On the balance between silylene and silyl radicals in rf glow discharges in silane: The effect on deposition rates of a-Si:H

Abstract

Plasma enhanced chemical vapor deposition (PECVD) of amorphous hydrogenated silicon (a‐Si:H) is typically performed in low‐pressure (≤0.5 Torr) radio frequency (rf) discharges in gas mixtures containing silane (SiH₄). The initiating step is electron impact dissociation of silane, whose products are primarily the silylene (SiH₂) and silyl (SiH₃) radicals.
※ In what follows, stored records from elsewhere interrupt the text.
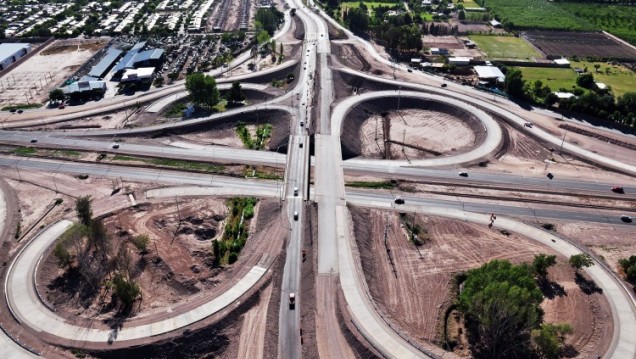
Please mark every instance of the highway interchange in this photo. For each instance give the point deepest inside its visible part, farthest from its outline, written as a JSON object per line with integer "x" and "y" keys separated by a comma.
{"x": 314, "y": 103}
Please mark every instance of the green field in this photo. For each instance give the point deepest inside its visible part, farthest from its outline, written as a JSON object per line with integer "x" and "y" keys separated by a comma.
{"x": 615, "y": 19}
{"x": 553, "y": 77}
{"x": 535, "y": 14}
{"x": 505, "y": 47}
{"x": 619, "y": 78}
{"x": 467, "y": 3}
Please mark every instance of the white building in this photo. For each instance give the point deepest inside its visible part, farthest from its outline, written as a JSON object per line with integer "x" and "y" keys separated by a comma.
{"x": 10, "y": 53}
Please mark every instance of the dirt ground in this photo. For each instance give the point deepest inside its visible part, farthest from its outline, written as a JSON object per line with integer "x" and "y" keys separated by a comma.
{"x": 32, "y": 80}
{"x": 178, "y": 267}
{"x": 412, "y": 286}
{"x": 522, "y": 154}
{"x": 430, "y": 131}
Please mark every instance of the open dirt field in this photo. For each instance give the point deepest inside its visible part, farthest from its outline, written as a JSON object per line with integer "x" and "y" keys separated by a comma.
{"x": 178, "y": 267}
{"x": 412, "y": 286}
{"x": 420, "y": 133}
{"x": 523, "y": 155}
{"x": 32, "y": 81}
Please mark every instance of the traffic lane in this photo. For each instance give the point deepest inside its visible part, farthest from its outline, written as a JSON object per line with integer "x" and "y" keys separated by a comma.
{"x": 365, "y": 198}
{"x": 225, "y": 154}
{"x": 475, "y": 177}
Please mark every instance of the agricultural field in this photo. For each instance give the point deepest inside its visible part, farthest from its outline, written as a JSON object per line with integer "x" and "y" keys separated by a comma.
{"x": 615, "y": 19}
{"x": 619, "y": 78}
{"x": 535, "y": 14}
{"x": 580, "y": 44}
{"x": 467, "y": 3}
{"x": 555, "y": 78}
{"x": 505, "y": 47}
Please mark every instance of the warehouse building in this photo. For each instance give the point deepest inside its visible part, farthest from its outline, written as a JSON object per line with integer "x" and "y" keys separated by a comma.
{"x": 10, "y": 53}
{"x": 136, "y": 58}
{"x": 101, "y": 69}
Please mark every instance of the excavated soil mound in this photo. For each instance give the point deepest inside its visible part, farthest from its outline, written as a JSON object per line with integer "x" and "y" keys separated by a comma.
{"x": 420, "y": 129}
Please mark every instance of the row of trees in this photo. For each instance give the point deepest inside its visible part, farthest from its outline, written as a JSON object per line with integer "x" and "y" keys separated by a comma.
{"x": 203, "y": 91}
{"x": 85, "y": 249}
{"x": 501, "y": 304}
{"x": 588, "y": 100}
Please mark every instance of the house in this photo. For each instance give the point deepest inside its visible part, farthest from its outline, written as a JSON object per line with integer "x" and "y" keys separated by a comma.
{"x": 459, "y": 61}
{"x": 489, "y": 74}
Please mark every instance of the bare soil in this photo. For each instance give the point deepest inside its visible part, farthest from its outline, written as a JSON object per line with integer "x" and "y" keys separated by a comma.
{"x": 179, "y": 265}
{"x": 422, "y": 133}
{"x": 412, "y": 286}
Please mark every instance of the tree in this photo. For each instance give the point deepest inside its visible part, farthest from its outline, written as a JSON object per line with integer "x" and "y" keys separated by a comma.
{"x": 581, "y": 260}
{"x": 236, "y": 93}
{"x": 358, "y": 20}
{"x": 585, "y": 81}
{"x": 513, "y": 85}
{"x": 125, "y": 289}
{"x": 84, "y": 210}
{"x": 629, "y": 267}
{"x": 550, "y": 338}
{"x": 202, "y": 89}
{"x": 541, "y": 263}
{"x": 501, "y": 304}
{"x": 57, "y": 95}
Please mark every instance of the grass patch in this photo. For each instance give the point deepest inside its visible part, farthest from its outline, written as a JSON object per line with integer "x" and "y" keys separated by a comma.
{"x": 555, "y": 78}
{"x": 164, "y": 162}
{"x": 535, "y": 14}
{"x": 66, "y": 153}
{"x": 22, "y": 106}
{"x": 177, "y": 109}
{"x": 505, "y": 47}
{"x": 369, "y": 184}
{"x": 263, "y": 133}
{"x": 241, "y": 210}
{"x": 25, "y": 151}
{"x": 620, "y": 78}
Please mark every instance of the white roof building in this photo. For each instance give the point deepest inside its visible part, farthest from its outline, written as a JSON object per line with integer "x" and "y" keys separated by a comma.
{"x": 489, "y": 73}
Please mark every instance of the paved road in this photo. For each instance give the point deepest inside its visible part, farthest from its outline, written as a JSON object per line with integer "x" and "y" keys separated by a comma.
{"x": 511, "y": 117}
{"x": 491, "y": 127}
{"x": 159, "y": 105}
{"x": 224, "y": 154}
{"x": 24, "y": 302}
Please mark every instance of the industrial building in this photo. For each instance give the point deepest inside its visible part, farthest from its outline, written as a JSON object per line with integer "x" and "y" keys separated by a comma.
{"x": 101, "y": 69}
{"x": 136, "y": 58}
{"x": 10, "y": 53}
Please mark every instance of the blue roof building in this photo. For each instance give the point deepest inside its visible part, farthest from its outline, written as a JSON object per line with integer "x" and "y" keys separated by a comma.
{"x": 101, "y": 69}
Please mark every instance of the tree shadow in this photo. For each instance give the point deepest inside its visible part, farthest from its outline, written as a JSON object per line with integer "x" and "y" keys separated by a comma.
{"x": 568, "y": 351}
{"x": 72, "y": 283}
{"x": 587, "y": 286}
{"x": 551, "y": 289}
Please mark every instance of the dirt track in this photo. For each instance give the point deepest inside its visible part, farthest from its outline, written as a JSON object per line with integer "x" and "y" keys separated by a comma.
{"x": 412, "y": 288}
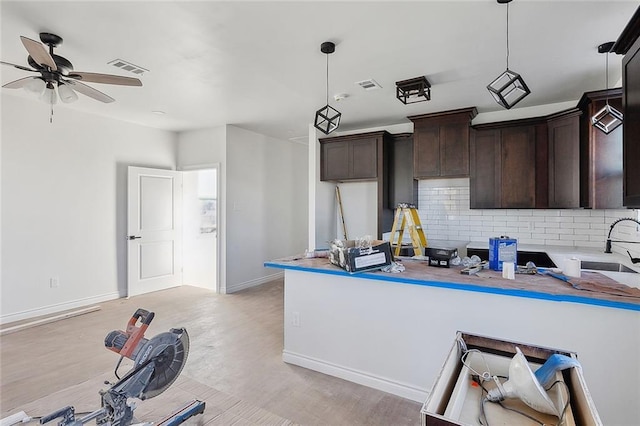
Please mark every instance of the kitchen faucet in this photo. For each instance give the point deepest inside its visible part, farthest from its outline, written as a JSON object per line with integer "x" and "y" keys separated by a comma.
{"x": 607, "y": 248}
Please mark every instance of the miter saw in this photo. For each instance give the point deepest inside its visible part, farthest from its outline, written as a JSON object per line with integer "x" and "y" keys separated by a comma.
{"x": 157, "y": 363}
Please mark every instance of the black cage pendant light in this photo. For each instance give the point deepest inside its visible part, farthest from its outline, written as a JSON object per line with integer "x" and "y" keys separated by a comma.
{"x": 327, "y": 118}
{"x": 608, "y": 118}
{"x": 508, "y": 88}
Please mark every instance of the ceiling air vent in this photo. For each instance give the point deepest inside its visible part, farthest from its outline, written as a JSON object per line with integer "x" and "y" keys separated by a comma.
{"x": 369, "y": 84}
{"x": 128, "y": 66}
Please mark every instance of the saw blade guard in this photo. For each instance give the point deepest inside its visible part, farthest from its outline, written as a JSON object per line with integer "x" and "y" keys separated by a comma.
{"x": 169, "y": 351}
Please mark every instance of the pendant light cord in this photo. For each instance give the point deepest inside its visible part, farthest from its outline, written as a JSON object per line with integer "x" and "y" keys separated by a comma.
{"x": 327, "y": 86}
{"x": 606, "y": 76}
{"x": 507, "y": 36}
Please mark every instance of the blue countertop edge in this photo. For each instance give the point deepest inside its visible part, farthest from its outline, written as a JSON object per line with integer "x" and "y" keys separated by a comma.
{"x": 463, "y": 286}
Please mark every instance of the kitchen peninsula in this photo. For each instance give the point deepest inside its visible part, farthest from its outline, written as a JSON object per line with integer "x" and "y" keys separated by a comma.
{"x": 393, "y": 331}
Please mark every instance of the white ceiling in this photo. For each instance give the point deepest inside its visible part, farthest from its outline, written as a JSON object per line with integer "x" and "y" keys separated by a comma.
{"x": 258, "y": 65}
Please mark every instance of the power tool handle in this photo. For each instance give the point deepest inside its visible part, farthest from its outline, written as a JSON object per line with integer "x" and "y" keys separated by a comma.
{"x": 145, "y": 317}
{"x": 66, "y": 412}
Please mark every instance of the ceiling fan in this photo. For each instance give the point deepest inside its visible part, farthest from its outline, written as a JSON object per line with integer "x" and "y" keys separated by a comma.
{"x": 57, "y": 72}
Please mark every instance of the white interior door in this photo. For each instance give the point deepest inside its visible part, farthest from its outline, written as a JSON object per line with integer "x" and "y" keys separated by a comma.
{"x": 154, "y": 230}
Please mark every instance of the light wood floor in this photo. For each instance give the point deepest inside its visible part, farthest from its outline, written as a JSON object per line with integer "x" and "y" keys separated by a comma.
{"x": 236, "y": 349}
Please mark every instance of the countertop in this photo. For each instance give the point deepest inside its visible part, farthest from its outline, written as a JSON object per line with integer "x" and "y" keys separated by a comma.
{"x": 593, "y": 288}
{"x": 559, "y": 254}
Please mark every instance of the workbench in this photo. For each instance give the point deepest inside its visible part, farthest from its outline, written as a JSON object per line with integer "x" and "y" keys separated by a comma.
{"x": 393, "y": 331}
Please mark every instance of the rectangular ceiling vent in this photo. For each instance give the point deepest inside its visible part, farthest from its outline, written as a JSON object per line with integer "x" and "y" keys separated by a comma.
{"x": 128, "y": 66}
{"x": 369, "y": 84}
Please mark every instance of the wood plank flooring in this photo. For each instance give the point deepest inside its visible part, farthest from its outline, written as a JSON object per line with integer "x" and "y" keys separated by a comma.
{"x": 236, "y": 350}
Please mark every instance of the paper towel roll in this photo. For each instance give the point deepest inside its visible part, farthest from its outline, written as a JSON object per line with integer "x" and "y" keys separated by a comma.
{"x": 508, "y": 270}
{"x": 572, "y": 267}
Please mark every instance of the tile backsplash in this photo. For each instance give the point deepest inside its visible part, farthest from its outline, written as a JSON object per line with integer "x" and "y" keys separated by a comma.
{"x": 443, "y": 206}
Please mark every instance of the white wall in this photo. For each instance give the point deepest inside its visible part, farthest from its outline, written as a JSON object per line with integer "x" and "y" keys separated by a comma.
{"x": 262, "y": 202}
{"x": 64, "y": 204}
{"x": 266, "y": 205}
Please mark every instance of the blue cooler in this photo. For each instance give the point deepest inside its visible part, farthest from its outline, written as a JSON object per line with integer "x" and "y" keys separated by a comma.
{"x": 502, "y": 249}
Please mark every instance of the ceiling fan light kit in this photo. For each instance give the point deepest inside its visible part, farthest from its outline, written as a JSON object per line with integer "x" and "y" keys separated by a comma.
{"x": 509, "y": 87}
{"x": 57, "y": 75}
{"x": 413, "y": 90}
{"x": 327, "y": 118}
{"x": 608, "y": 118}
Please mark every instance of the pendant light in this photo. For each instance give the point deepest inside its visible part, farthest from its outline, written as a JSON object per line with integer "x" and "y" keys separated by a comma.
{"x": 608, "y": 118}
{"x": 327, "y": 118}
{"x": 508, "y": 88}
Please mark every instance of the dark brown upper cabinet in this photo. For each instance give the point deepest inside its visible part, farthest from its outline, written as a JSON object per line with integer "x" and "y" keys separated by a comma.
{"x": 628, "y": 44}
{"x": 360, "y": 157}
{"x": 441, "y": 143}
{"x": 503, "y": 167}
{"x": 403, "y": 188}
{"x": 353, "y": 157}
{"x": 601, "y": 157}
{"x": 526, "y": 164}
{"x": 564, "y": 159}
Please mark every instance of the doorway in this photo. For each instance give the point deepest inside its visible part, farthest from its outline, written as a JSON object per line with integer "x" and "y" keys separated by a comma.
{"x": 200, "y": 228}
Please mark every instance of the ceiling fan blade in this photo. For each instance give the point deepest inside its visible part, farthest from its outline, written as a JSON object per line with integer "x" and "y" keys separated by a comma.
{"x": 20, "y": 67}
{"x": 93, "y": 77}
{"x": 89, "y": 91}
{"x": 38, "y": 53}
{"x": 18, "y": 84}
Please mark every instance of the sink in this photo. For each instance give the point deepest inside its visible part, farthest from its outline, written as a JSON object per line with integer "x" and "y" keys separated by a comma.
{"x": 606, "y": 266}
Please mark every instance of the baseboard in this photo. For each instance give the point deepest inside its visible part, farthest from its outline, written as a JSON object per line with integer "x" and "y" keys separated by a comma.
{"x": 362, "y": 378}
{"x": 57, "y": 308}
{"x": 252, "y": 283}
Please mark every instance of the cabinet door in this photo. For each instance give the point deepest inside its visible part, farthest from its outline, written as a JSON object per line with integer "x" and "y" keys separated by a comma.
{"x": 426, "y": 151}
{"x": 335, "y": 161}
{"x": 454, "y": 150}
{"x": 564, "y": 162}
{"x": 363, "y": 158}
{"x": 631, "y": 124}
{"x": 484, "y": 177}
{"x": 517, "y": 168}
{"x": 403, "y": 188}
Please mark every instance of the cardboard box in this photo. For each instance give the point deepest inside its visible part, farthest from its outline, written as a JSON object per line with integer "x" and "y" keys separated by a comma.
{"x": 354, "y": 259}
{"x": 452, "y": 400}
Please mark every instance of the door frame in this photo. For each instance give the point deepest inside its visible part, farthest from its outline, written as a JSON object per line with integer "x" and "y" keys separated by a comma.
{"x": 219, "y": 229}
{"x": 133, "y": 233}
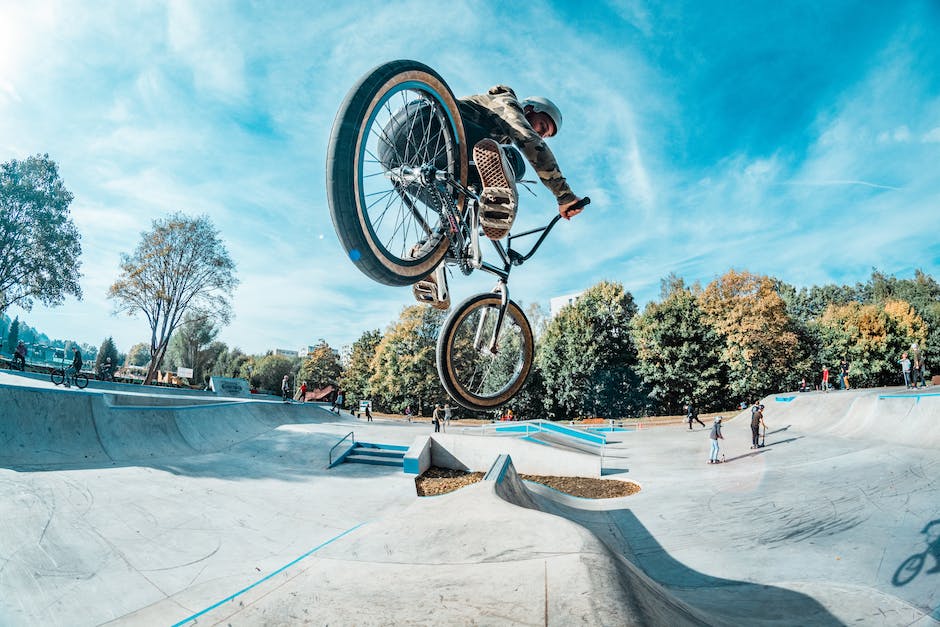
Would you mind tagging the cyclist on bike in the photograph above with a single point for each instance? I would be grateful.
(19, 355)
(76, 366)
(496, 124)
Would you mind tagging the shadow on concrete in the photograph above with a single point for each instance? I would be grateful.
(722, 599)
(913, 565)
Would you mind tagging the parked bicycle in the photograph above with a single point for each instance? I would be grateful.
(398, 174)
(65, 373)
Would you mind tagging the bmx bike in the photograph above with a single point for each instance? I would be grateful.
(404, 200)
(58, 376)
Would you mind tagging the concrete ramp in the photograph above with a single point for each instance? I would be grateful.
(54, 428)
(878, 415)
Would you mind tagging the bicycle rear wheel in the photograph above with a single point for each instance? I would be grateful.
(397, 127)
(474, 376)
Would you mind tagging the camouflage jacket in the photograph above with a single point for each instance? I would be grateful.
(498, 112)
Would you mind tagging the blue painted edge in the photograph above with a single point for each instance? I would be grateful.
(265, 578)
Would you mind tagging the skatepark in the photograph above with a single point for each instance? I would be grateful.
(119, 506)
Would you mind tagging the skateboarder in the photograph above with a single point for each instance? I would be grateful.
(757, 421)
(714, 436)
(691, 415)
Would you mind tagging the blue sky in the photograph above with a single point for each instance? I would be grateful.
(796, 139)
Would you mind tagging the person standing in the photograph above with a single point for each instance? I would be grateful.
(917, 366)
(691, 414)
(714, 436)
(906, 369)
(757, 421)
(436, 417)
(447, 416)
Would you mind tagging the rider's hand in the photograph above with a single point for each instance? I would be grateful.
(567, 211)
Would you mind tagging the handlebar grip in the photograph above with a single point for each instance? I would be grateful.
(580, 204)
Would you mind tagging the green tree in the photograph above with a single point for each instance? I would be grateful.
(587, 357)
(138, 355)
(268, 372)
(679, 352)
(355, 377)
(404, 362)
(40, 246)
(179, 266)
(106, 350)
(322, 367)
(190, 343)
(761, 344)
(13, 336)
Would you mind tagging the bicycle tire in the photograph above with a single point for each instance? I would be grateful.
(476, 378)
(378, 220)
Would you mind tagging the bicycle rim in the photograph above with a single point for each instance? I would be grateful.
(408, 129)
(473, 374)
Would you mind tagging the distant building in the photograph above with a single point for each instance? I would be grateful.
(556, 304)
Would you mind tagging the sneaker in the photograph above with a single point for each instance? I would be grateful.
(499, 198)
(432, 289)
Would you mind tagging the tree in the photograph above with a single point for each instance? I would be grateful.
(106, 350)
(404, 364)
(189, 344)
(355, 377)
(179, 266)
(268, 372)
(13, 336)
(761, 345)
(322, 367)
(587, 357)
(39, 244)
(679, 353)
(138, 355)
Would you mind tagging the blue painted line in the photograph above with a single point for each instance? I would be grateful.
(263, 579)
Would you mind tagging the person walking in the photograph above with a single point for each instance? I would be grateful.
(714, 436)
(906, 369)
(447, 416)
(757, 421)
(917, 366)
(691, 414)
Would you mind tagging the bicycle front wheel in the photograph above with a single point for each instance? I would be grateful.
(397, 129)
(474, 374)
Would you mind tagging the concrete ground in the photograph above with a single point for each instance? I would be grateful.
(145, 510)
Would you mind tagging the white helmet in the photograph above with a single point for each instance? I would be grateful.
(540, 104)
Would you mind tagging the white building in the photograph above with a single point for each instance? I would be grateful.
(556, 304)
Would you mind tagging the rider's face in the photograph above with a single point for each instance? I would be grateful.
(541, 123)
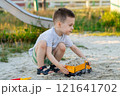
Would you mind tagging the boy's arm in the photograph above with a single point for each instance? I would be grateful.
(55, 62)
(77, 51)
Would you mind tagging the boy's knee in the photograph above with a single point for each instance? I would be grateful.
(62, 47)
(42, 44)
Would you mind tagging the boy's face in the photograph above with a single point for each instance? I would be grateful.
(66, 27)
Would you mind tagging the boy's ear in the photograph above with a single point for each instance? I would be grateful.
(59, 24)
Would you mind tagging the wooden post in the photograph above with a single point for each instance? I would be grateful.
(36, 5)
(43, 4)
(87, 3)
(100, 3)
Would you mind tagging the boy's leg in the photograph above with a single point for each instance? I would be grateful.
(40, 50)
(59, 51)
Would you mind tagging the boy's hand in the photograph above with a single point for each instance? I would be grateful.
(63, 69)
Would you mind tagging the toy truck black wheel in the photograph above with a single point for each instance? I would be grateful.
(89, 70)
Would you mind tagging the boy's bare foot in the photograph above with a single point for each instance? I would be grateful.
(44, 71)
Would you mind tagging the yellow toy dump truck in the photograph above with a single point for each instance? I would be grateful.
(79, 69)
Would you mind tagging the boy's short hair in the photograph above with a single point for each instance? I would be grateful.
(61, 14)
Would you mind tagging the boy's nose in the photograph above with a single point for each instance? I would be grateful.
(72, 27)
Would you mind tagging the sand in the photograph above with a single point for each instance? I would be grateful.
(103, 52)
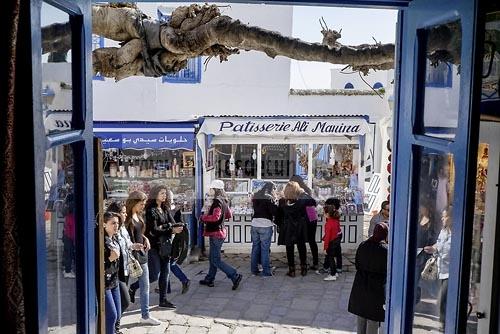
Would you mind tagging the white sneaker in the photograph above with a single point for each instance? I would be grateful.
(69, 275)
(330, 278)
(150, 321)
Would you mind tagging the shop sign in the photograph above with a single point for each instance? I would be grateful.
(58, 121)
(277, 127)
(146, 140)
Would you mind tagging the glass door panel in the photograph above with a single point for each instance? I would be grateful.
(433, 239)
(60, 227)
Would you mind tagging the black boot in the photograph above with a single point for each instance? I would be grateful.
(117, 327)
(303, 269)
(291, 271)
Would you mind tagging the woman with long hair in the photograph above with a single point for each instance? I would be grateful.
(134, 223)
(159, 229)
(264, 211)
(293, 221)
(312, 219)
(111, 268)
(126, 247)
(215, 230)
(442, 249)
(367, 297)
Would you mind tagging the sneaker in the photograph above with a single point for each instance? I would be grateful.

The ratio of SiH₂ to SiH₃ in the plasma is important because these radicals incorporate differently into the a‐Si:H film; and therefore the characteristics of the film are a function of the ratio [SiH₃]/[SiH₂]. The initial silane dissociation step is followed by a series of hydrogen abstraction, silylene insertion, and silyl association reactions which subsequently alter this ratio. The branching ratios for electron impact dissociation of silane, as well as the rate constants for the subsequent reactions, have not been measured or are uncertain. Using a model for a rf discharge in silane gas mixtures, the effects of branching ratios for silane dissociation, and rate constants for key reactions are investigated. We find that in order for SiH₃ to be the dominant radical, as currently thought, its branching ratio from electron impact dissociation of SiH₄ must exceed 0.75, and the yield for H atoms in the branch for SiH₂ must also exceed 0.75. The deposition rate of a‐Si:H is then controlled by the yield of H atoms and the subsequent generation of radicals by hydrogen abstraction from SiH₄. These results require that the silyl association reaction has a rate constant ≤10⁻¹¹ cm³ s⁻¹, and that the rate constant for insertion of SiH₂ into silane exceeds 10⁻¹¹ cm³ s⁻¹.